Un clan auquel on est redevable de tout : ascension politique, stabilité
financière, haut standing de vie. Quels que soient les petits frottements qui
sont apparus au cours de l’existence du Mpla dans les relations à l’intérieur
du clan, les loups ne se mangent jamais entre eux. D’ailleurs, dans un article de Silvia Caneco publié sur le site
de Visâo.pt, une analyse consacrée à la
Banque Espirito Santo Angola (BESA), beaucoup de membres de ce clan sont mis en
cause. Vous avez surement déjà entendu parler de cette banque qui a fait
faillite à cause de la mauvaise gestion de ses dirigeants. Énormément de
rumeurs, fondées ou non, ont circulé au sujet du dépôt de bilan de BESA. Mais
pour ne pas écorner l’image du régime angolais, tout a été fait pour étouffer
l’affaire. Malgré le temps qui s’est écoulé entre la faillite de cette
institution bancaire et sa restructuration en « Banco Económico »,
mon oncle, ce fouineur, a tenu à m’en parler pour qu’à mon tour je vous en
parle.

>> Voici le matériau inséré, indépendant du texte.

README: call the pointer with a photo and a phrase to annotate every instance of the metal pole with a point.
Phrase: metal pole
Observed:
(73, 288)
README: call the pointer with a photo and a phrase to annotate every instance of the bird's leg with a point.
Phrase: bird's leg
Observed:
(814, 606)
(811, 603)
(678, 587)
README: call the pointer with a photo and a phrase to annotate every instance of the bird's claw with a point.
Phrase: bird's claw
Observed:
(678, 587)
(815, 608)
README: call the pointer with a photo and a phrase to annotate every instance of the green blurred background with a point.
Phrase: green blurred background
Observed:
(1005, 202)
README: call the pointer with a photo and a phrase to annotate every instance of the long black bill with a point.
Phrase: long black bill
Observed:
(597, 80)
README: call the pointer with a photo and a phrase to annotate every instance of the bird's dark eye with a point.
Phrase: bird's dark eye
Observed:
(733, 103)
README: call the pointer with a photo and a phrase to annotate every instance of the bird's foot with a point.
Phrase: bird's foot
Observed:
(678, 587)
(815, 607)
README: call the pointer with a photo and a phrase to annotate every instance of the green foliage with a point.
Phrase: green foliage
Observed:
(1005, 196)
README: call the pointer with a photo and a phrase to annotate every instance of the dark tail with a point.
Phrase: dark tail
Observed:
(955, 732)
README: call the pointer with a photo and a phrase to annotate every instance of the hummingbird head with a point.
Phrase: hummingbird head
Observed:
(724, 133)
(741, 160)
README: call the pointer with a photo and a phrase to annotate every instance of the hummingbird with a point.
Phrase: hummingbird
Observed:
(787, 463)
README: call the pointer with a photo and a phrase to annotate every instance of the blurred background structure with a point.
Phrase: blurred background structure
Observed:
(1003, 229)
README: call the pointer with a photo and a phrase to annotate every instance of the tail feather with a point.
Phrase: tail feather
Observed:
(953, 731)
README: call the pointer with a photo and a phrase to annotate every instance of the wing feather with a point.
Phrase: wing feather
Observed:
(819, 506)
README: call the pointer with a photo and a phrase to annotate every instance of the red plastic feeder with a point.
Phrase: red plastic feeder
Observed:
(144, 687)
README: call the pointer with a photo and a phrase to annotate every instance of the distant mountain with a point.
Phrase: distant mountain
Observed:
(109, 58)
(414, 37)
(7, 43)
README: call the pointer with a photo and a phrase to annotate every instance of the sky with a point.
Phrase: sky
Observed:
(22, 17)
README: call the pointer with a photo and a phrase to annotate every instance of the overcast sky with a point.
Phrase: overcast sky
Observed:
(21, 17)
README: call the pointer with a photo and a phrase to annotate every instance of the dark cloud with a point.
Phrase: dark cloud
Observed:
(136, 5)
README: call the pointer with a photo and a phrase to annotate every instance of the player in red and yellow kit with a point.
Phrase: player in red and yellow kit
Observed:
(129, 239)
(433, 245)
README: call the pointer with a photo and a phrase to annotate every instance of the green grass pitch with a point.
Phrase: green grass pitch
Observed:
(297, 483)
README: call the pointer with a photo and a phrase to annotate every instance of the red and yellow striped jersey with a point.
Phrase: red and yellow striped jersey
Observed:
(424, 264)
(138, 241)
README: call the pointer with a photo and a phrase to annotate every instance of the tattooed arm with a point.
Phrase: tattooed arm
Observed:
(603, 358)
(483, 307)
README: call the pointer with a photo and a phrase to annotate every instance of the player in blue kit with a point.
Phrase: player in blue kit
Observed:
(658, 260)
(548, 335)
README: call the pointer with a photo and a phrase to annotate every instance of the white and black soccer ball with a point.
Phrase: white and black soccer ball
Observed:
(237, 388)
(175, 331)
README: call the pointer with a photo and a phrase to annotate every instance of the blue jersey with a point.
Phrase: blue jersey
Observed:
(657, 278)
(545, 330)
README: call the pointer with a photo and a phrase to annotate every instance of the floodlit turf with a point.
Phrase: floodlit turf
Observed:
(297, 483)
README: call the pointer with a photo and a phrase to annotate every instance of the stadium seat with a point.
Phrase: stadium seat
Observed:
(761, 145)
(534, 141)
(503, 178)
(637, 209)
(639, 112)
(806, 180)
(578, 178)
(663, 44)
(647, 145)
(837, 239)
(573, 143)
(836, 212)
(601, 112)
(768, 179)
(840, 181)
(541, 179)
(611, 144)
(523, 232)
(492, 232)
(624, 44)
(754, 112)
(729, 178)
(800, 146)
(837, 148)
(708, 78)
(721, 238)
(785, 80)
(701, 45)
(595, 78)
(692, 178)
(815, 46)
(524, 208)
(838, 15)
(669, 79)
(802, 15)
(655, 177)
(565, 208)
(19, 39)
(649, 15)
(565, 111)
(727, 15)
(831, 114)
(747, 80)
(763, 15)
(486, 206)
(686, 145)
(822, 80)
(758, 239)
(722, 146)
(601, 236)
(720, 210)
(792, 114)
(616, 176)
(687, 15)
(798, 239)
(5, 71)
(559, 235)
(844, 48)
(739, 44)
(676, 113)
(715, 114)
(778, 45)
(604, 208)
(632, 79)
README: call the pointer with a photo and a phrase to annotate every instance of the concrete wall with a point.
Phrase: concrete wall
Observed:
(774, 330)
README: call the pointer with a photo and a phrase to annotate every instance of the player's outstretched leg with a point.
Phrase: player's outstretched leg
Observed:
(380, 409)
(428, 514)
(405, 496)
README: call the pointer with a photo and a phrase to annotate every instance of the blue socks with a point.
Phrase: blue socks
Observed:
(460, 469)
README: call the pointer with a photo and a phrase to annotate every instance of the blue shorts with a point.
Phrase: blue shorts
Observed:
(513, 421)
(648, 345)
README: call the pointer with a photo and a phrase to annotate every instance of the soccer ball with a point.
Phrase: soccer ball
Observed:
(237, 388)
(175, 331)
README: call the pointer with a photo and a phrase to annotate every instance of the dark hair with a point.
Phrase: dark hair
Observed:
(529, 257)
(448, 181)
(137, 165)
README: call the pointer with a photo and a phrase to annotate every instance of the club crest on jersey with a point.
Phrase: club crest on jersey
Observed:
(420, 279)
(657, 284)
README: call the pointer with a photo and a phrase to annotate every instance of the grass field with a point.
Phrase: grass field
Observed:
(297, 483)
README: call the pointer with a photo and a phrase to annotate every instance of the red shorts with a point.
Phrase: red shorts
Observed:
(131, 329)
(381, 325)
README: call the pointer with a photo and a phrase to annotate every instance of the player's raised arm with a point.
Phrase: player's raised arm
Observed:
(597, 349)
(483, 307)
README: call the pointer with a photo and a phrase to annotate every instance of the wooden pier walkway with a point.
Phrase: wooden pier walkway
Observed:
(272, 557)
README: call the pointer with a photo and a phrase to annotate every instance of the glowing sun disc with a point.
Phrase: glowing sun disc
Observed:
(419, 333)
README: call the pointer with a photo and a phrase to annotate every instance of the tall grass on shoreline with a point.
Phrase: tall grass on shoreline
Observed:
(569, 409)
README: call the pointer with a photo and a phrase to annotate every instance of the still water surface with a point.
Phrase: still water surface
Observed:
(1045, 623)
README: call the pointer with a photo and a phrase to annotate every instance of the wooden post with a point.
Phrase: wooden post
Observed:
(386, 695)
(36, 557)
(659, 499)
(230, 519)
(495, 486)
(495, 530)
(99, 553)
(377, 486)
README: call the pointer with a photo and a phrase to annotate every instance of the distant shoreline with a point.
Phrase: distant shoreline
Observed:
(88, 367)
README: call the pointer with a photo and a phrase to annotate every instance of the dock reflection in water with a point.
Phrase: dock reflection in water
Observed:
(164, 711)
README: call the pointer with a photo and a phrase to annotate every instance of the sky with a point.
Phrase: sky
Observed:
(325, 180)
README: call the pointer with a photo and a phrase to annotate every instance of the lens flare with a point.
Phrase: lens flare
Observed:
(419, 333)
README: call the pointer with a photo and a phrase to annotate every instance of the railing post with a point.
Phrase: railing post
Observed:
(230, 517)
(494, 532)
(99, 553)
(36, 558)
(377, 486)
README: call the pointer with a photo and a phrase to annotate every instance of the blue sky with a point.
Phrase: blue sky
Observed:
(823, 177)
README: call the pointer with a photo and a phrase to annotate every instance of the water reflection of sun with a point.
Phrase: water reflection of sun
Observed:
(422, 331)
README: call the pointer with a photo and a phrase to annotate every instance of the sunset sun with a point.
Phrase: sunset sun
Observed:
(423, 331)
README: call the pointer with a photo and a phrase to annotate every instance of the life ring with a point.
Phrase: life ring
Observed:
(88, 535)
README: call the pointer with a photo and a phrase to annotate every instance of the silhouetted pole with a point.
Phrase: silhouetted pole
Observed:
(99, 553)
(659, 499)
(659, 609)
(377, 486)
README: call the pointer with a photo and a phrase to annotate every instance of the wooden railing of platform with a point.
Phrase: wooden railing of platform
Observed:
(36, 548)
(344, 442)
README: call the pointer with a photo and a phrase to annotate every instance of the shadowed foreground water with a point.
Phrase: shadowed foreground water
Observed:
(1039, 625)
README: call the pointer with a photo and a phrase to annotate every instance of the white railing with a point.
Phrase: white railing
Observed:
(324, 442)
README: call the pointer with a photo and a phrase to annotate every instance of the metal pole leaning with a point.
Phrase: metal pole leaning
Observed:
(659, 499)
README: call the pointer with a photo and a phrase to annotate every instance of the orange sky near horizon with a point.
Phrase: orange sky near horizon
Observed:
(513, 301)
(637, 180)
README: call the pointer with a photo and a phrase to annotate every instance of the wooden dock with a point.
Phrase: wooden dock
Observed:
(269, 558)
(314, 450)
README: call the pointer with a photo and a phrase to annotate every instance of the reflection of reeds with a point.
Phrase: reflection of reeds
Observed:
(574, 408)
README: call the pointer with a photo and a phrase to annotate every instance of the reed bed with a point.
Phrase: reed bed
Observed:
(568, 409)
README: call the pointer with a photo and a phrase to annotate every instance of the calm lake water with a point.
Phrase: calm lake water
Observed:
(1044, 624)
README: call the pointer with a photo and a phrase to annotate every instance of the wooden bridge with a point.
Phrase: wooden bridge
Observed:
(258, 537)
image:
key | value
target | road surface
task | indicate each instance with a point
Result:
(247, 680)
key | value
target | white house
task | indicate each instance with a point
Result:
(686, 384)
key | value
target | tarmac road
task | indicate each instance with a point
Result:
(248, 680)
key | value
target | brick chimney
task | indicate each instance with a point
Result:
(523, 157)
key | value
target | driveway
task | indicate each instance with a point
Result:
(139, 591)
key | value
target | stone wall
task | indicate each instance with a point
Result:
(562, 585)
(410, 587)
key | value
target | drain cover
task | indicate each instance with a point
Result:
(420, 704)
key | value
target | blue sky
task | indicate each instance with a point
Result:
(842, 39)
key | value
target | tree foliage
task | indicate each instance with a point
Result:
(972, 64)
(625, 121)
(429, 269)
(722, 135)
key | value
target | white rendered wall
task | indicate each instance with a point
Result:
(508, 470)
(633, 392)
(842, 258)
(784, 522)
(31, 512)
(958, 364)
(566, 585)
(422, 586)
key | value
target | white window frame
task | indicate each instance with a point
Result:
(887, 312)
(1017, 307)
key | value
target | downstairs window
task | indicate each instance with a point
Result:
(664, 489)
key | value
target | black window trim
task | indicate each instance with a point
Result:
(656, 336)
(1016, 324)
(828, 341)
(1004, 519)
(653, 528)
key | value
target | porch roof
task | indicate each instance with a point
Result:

Selon la journaliste de Visâo.pt, la liste officielle des clients qui
auraient bénéficié des crédits de la BESA (capital de la banque 5.700 millions de dollars), quand
l’institution était dirigée par Alvaro Sobrinho, n’a jamais été publiée. Seulement,
en Angola les noms de ces supposés clients ont circulé, et il faut le
reconnaitre, la publication de ces noms a mis certains dignitaires importants du
régime dans une situation très inconfortable.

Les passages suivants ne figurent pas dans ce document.